At the Constantijn Huijgens Instituut we have done this (more or less). Our edition of the 'Geraardsbergse handschrift' (Geraardsbergen Miscellany) is based on a TEI encoded XML file where text structure is used to define the hierarchy, and pages are encoded as pb-elements (milestones). Nevertheless, we present our edition on a page by page basis.
The edition is available at http://www.chi.knaw.nl/epub/mvn/geraardsbergen/index.html. I'm afraid everything is in Dutch right now, but from the 'Inleiding' (introduction) option, the xml and xslt source files are available. The edition pages can be accessed from the 'editie' (edition) or 'inhoud' (contents) option. On some pages (e.g. http://www.chi.knaw.nl/epub/mvn/geraardsbergen/f109r.html), there's also a facsimile.

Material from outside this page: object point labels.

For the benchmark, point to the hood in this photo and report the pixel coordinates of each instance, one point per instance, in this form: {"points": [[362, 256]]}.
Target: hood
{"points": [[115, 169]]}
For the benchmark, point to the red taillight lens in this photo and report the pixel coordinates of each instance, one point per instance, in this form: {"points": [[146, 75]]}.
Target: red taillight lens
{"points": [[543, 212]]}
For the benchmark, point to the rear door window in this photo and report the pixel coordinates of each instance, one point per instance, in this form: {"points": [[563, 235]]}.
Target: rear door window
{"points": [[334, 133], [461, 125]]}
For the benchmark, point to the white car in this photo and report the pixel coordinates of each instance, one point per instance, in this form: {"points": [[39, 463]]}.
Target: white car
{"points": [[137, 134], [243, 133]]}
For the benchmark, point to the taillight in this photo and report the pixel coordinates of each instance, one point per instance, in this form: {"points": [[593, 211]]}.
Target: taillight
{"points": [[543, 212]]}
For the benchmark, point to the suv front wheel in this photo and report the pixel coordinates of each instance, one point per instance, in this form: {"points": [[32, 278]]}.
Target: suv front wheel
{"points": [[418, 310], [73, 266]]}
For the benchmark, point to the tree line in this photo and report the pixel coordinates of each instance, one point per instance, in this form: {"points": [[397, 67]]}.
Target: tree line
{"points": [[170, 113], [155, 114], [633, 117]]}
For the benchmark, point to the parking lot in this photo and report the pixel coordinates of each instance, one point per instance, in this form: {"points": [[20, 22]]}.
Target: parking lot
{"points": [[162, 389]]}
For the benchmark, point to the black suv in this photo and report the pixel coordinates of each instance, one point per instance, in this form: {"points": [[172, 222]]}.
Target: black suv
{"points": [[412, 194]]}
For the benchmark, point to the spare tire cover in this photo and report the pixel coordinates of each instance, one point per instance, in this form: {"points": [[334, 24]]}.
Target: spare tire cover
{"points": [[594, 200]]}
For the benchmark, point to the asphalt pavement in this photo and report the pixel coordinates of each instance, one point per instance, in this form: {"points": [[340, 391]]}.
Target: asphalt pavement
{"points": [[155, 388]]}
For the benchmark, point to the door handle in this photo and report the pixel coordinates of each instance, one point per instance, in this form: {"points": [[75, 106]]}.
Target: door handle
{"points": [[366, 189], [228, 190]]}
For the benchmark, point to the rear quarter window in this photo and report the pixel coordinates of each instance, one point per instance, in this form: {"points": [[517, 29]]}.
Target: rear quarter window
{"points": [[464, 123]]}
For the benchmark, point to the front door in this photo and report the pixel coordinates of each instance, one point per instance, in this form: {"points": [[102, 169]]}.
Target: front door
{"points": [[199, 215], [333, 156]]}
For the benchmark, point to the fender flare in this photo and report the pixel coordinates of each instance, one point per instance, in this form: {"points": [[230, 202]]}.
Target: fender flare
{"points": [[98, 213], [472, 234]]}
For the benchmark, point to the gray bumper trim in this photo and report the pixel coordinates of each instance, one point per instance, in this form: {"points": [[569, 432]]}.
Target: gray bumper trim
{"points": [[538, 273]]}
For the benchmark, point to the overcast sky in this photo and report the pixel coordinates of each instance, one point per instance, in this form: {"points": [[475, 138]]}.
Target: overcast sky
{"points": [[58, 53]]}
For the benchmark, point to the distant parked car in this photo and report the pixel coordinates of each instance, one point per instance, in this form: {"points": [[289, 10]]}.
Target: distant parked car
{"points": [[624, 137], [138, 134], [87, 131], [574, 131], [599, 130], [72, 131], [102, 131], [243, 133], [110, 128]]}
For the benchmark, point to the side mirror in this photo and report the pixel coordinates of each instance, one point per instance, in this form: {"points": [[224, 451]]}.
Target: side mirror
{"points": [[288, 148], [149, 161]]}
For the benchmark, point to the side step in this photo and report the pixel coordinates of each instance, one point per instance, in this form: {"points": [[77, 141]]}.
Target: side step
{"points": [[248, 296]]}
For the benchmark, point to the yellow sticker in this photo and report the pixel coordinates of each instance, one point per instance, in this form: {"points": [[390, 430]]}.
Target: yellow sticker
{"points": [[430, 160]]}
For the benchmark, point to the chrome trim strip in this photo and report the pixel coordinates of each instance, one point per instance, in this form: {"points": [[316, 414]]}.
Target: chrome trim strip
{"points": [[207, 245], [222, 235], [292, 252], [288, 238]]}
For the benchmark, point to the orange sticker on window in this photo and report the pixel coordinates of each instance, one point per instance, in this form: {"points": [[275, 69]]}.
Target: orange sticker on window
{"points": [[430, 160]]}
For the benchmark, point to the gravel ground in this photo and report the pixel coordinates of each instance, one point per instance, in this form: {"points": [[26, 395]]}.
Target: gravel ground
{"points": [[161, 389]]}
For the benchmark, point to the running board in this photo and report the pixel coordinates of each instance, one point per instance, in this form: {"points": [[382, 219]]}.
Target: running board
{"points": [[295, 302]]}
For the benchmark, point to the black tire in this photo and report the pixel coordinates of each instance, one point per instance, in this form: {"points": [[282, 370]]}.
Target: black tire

(We'll create full facsimile-cum-transcription editions in the future; this one is a book based publication, converted into digital form recently).
In the present edition, performance is not an issue, as the pages contain static html. If I were to write this stylesheet again, in the interest of performance and clarity, I would separate the milestone handling from producing the final output. I'd use an intermediate stylesheet to transform the milestone elements into full page elements at the highest level of the hierarchy. These page elements would contain those segments of the text, div, p (etc.) elements that the associated page contains. The resulting XML file, would, I'm sure, perform beautifully in a dynamic environment.